Agenda item

Community Champions

This report sets out the Council’s work with community champions and the depth of community experience to promote testing and vaccination, alongside their regular public health messaging.  

Minutes:

Councillor Richardson welcomed Dr Nicola Lang Joanne McCormick to present the item, supported by Jide Ogunro, Community Champions Project Manager, Old Oak Community & Children’s Centre. Community champions was a commissioned service and operated in the most deprived parts of the borough.  With the onset of Covid, the projects rapidly transferred activities online, undertaking welfare checks on vulnerable residents, delivering food and ensuring that public health messages were shared.

 

Jide Ogunro described his experience of migrating support services online.  Old Oak Community Centre was the only local community facility, a focal point in a very deprived area.  Fortnightly, virtual workshops had been held and a robust text messaging service established to maintain contact and share information. Community champion volunteers were trusted and deeply embedded within the communities they served.  Local clinicians had delivered small workshops on Covid and vaccination, emphasising the importance of the trusted, local voice.  This was a safe and open forum for people to explore concerns about Covid vaccination and had resulted in a gradual reduction in vaccine hesitancy. The project and its volunteers had worked hard to build trust within the communities and as a result was an organisation that had a positive reputation within the community.

 

On behalf of the committee Councillor Richardson thanked Jide and his colleagues for their dedicated and compassionate support of the community through the community champions service during this challenging time. 

 

Keith Mallinson welcomed the report and the approach adopted.
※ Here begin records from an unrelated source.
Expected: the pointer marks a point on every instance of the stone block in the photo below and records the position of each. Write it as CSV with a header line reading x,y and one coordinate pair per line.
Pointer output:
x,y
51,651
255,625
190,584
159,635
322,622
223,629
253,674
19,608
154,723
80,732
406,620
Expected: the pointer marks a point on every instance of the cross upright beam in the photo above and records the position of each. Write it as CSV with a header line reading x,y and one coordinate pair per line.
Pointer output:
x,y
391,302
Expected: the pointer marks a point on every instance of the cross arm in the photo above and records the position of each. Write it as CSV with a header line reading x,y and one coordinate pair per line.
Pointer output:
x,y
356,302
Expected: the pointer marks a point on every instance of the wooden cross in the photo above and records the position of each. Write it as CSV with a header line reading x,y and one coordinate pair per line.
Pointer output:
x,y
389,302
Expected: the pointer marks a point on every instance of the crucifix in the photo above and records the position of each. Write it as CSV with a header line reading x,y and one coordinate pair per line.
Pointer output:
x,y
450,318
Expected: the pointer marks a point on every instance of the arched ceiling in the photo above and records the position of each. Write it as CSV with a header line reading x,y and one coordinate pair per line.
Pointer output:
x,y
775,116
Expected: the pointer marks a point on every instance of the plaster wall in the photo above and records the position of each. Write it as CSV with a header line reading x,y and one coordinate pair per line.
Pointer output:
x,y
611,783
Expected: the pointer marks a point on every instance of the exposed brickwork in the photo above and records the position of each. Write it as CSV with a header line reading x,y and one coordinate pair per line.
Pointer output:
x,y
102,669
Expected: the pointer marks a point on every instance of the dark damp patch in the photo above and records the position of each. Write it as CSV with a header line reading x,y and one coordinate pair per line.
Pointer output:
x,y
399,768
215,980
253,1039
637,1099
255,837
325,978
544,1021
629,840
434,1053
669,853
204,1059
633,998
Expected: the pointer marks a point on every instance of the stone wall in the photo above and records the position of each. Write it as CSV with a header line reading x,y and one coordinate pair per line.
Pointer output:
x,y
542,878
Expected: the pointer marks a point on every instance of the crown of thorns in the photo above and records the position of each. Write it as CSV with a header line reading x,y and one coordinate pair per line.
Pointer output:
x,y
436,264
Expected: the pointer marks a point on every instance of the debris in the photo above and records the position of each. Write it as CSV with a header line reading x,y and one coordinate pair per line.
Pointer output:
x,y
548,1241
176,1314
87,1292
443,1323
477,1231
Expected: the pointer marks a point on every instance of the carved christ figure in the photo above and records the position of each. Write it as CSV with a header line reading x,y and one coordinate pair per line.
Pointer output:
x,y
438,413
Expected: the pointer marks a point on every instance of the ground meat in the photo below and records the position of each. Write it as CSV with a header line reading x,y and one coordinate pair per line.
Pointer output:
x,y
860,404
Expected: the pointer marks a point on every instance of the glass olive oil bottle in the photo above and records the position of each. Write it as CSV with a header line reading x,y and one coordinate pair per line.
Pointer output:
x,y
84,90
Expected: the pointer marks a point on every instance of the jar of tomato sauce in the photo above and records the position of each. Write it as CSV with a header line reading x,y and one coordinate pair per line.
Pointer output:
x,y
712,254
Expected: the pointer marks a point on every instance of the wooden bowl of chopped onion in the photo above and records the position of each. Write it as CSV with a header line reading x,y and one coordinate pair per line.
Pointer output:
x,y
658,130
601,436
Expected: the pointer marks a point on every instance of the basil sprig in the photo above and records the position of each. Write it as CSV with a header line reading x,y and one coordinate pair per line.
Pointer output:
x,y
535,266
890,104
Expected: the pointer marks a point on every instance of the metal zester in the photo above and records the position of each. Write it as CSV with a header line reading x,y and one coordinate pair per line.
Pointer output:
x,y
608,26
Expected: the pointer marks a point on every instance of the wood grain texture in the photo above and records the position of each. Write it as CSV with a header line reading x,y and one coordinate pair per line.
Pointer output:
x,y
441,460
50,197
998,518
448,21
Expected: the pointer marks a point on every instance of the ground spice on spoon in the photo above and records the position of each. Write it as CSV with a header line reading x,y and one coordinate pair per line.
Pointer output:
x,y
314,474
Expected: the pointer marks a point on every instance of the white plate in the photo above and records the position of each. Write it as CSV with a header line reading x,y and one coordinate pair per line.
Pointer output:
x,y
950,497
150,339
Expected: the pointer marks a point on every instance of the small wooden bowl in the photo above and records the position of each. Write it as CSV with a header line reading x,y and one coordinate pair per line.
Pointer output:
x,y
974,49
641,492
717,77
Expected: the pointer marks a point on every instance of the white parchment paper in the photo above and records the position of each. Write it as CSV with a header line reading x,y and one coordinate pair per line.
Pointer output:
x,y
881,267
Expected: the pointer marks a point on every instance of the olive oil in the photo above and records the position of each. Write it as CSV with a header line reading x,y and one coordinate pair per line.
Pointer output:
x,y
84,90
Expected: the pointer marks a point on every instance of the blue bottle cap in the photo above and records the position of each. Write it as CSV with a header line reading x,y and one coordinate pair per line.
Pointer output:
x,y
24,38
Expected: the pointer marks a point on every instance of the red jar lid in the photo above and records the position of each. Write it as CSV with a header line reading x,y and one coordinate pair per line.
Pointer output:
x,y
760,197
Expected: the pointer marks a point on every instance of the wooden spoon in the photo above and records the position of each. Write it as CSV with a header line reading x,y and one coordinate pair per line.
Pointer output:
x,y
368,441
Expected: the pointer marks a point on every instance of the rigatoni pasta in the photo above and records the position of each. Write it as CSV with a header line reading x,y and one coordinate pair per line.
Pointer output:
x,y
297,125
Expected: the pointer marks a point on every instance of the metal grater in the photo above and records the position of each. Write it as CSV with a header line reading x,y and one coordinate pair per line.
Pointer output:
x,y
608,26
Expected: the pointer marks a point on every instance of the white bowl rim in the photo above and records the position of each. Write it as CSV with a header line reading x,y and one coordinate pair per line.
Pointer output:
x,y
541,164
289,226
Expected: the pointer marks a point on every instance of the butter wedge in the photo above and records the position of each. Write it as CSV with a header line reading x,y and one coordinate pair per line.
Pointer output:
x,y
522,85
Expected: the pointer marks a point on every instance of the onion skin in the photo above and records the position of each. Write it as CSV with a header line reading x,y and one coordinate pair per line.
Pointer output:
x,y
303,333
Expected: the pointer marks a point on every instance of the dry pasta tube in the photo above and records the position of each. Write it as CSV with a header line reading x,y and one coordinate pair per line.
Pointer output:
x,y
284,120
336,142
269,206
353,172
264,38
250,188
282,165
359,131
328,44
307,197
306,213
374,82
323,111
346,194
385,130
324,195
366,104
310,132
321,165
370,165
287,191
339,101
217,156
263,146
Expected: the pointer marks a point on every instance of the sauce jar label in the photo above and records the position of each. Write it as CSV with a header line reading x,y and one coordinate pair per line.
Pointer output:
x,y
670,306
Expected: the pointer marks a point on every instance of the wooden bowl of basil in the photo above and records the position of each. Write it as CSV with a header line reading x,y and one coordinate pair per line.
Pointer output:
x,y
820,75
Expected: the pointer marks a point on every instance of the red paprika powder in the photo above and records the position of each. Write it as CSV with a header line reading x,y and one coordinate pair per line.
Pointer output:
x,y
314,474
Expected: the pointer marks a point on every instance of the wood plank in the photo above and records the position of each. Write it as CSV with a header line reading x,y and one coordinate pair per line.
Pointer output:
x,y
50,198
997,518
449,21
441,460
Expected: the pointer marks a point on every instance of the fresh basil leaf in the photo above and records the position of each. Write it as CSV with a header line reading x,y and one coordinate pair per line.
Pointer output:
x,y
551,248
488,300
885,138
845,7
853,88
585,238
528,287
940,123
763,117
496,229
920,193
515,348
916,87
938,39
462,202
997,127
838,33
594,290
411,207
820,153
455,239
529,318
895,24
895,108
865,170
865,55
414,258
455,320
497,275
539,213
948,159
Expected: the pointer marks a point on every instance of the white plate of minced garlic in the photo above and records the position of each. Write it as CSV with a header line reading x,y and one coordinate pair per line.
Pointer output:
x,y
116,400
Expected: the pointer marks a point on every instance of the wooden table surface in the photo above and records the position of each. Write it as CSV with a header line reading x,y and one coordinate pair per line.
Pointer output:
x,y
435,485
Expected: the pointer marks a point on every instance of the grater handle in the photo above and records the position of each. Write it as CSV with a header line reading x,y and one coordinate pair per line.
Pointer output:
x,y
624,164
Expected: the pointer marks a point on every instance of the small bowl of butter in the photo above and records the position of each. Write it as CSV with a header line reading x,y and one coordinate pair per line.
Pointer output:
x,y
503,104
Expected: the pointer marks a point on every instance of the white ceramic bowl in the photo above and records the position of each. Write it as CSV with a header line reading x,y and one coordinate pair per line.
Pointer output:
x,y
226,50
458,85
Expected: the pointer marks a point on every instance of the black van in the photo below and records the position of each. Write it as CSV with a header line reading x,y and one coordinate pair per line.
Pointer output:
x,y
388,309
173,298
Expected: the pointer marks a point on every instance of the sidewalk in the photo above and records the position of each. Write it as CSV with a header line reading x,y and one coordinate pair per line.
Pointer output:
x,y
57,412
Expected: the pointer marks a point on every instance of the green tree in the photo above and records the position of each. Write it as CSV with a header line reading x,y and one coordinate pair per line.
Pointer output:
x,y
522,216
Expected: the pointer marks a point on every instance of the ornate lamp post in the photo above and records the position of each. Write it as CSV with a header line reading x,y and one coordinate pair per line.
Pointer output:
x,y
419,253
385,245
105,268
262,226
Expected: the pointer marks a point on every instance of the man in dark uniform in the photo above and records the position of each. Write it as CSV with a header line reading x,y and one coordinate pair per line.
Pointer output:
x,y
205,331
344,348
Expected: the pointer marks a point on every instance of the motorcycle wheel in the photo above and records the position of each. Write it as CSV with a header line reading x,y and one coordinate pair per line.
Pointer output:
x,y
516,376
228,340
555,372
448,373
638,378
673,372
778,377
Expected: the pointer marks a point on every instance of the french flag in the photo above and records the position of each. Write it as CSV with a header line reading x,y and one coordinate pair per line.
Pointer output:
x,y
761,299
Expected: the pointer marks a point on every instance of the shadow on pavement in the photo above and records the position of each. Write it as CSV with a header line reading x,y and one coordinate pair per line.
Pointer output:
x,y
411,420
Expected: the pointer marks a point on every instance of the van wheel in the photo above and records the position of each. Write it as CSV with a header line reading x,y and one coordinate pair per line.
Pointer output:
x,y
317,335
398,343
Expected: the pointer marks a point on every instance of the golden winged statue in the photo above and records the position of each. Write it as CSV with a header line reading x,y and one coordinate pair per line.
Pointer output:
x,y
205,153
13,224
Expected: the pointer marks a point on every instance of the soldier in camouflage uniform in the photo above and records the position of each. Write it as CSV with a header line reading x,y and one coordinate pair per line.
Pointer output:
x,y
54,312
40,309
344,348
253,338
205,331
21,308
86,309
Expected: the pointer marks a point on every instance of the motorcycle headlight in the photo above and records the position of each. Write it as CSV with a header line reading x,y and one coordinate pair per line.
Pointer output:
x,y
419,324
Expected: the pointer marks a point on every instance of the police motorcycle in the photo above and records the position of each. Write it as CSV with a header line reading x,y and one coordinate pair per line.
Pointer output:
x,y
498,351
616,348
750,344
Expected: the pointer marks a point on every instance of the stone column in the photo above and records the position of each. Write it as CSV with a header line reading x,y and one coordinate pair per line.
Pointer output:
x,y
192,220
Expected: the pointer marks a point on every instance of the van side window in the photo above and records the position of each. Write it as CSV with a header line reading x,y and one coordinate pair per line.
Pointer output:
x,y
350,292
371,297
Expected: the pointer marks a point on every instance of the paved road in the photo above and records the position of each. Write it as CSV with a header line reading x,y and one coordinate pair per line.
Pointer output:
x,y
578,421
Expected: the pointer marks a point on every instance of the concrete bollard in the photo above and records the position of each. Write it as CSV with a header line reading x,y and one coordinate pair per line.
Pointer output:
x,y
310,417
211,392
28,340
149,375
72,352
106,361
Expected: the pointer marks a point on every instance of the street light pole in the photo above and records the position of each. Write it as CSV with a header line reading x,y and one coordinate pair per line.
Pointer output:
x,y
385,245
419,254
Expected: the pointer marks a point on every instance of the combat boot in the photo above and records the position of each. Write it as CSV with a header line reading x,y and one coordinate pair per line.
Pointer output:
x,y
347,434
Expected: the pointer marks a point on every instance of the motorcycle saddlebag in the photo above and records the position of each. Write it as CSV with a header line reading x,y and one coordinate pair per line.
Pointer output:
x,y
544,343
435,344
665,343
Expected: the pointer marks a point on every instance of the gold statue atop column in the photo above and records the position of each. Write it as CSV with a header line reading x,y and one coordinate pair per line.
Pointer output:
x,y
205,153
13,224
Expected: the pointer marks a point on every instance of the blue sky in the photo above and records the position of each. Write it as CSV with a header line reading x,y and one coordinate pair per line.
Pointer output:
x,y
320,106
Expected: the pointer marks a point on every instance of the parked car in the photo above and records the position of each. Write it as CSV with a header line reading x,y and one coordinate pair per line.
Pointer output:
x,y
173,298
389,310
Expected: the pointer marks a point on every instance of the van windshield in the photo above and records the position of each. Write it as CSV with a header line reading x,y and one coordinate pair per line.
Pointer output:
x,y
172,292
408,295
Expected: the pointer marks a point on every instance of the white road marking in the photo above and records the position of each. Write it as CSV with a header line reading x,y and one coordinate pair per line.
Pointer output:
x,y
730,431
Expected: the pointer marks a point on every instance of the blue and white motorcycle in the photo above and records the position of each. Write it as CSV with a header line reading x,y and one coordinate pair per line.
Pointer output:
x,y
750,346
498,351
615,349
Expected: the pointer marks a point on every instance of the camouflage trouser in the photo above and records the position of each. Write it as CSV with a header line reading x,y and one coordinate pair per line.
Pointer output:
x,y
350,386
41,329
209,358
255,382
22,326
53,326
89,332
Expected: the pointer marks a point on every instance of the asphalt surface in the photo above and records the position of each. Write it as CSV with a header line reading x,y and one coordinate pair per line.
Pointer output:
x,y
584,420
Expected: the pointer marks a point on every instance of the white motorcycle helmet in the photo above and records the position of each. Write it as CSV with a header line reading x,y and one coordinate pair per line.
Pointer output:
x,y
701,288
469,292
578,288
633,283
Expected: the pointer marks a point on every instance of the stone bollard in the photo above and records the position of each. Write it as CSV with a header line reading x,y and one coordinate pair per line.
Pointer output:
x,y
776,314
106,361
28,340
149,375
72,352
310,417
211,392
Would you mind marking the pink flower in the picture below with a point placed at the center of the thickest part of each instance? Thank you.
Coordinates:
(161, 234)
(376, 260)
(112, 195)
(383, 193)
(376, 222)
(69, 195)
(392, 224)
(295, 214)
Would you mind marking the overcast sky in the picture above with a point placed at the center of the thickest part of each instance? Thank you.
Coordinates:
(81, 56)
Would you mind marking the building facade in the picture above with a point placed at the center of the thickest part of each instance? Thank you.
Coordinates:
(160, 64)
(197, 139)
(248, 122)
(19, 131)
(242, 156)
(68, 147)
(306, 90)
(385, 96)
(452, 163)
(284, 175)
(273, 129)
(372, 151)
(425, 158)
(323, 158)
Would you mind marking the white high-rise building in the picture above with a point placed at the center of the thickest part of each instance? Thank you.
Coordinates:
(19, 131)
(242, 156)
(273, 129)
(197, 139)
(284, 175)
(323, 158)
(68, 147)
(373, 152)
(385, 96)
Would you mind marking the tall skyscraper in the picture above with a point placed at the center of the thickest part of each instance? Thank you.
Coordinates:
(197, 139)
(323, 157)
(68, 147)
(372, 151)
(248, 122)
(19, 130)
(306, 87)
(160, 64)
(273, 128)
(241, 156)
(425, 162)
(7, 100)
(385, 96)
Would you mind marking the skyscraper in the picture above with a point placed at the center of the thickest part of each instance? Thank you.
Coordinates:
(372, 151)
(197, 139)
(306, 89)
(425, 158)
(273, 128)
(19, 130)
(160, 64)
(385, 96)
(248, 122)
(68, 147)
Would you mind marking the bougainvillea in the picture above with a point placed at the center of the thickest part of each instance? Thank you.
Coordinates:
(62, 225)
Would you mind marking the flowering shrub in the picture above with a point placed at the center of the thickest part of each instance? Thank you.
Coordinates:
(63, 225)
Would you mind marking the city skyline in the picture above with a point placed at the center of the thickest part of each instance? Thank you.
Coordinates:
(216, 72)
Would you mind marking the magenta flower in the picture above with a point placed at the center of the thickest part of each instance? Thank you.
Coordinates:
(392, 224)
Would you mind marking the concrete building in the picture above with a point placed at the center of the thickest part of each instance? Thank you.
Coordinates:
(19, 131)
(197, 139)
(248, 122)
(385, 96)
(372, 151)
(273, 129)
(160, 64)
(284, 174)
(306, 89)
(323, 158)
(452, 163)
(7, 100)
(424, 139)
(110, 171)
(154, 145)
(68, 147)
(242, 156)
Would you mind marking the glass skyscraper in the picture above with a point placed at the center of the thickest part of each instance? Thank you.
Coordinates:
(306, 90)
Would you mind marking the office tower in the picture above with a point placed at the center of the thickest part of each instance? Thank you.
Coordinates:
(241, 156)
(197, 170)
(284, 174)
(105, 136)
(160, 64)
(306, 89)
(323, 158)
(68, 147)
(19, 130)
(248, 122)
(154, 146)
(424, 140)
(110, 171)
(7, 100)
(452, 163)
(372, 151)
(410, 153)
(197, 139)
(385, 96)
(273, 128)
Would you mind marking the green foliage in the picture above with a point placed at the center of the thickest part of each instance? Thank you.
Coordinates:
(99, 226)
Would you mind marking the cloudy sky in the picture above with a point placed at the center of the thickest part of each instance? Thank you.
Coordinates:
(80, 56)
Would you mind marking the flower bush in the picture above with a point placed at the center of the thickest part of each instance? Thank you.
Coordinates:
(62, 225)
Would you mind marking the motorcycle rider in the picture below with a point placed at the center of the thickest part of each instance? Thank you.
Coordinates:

He explained that he worked for the Shepherd’s Bush Family Project and was also a member of the local advice forum. However, there were many examples of silo working with numerous agencies involved but working separately.  He asked how this could be addressed and a seamless, holistic approach developed to avoid duplication. Jide Ogunro responded that the initial project targeted different wards and localities, each with a dedicated project manager with a local focus and remit reflecting the needs and priorities of the area.   The pandemic had led to much greater collaboration to avoid a duplication of activities, for example the workshops, which were accessible to all.

 

Councillor Amanda Lloyd-Harris also commended the work of the community champion projects and welcomed the report. She asked how the success of a project like Old Oak could be measured and evaluated. Jide Ogunro explained that the number of participants engaged in an activity were recorded. A database of approximately 3000 residents received regular communications about activities and special events.  Regular feedback was also used to shape future activities.

 

ACTION: That the Committee receives an update on all of the projects next year and the members are able to visit the projects, once it was safe to do so

 

Councillor Richardson asked if there were any plans to progress a mental health disability community champions project, or youth community champions, like the maternity champions project which had been so successful.  Joanne McCormick explained that they were currently reviewing the arrangements with the delivery of the community champions service, which had been evaluated just before the pandemic.  It was anticipated that future services would be commissioned with scope to incorporate a wider range of support.

 

RESOLVED

 

1.     That the report be noted, and actions included in the Committee’s work programme; and

2.     That the council continues to work with community champions as a successful way of method of supporting and communicating with residents and communities to help promote health and wellbeing.